Lee repays $60 million debt for year, $15.3 million more in October

By Susanna Moon

Chicago, Oct. 10 - Lee Enterprises, Inc. said it has repaid another $15.3 million of debt in the most recent quarter after paying down more than $60 million in the fiscal year ended Sept. 30.

The repayments trimmed the company's debt balance to $930.6 million, below the initial target level, according to a statement prepared for a presentation Wednesday at the Deutsche Bank 2012 Leveraged Finance Conference in Scottsdale, Ariz.

In January of this year, Lee refinanced its former term loan and revolving debt into a structure of first- and second-lien secured debt, along with a small undrawn revolver and former Pulitzer notes debt.

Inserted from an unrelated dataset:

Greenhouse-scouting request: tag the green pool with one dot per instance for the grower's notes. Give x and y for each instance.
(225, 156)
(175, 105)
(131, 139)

Lee used a voluntary pre-packaged Chapter 11 process to bind a small minority of non-consenting lenders to the terms. The agreements extend the maturity of Lee's borrowings to December 2015 and April 2017.

Mary Junck, Lee's chairman and chief executive officer, and Carl Schmidt, vice president, chief financial officer and treasurer, said the company expects to keep slashing its leverage over the next few years.

In the 12 months ended June, Lee posted unlevered free cash flow of $170 million, and substantially all of that free cash flow will be used to service debt. Lower cash levels and selective asset sales have contributed to the acceleration in debt repayment, the release noted.

Lee said it expects that higher interest costs from refinancing and the tax treatment of recently refinanced debt will result in minimal cash taxes going forward.

Lee is a Davenport, Iowa-based print and digital provider of local news, information and advertising. Lee's reorganization plan became effective as of Jan. 30 as expected. The court confirmed the company's pre-packaged reorganization plan on Jan. 23.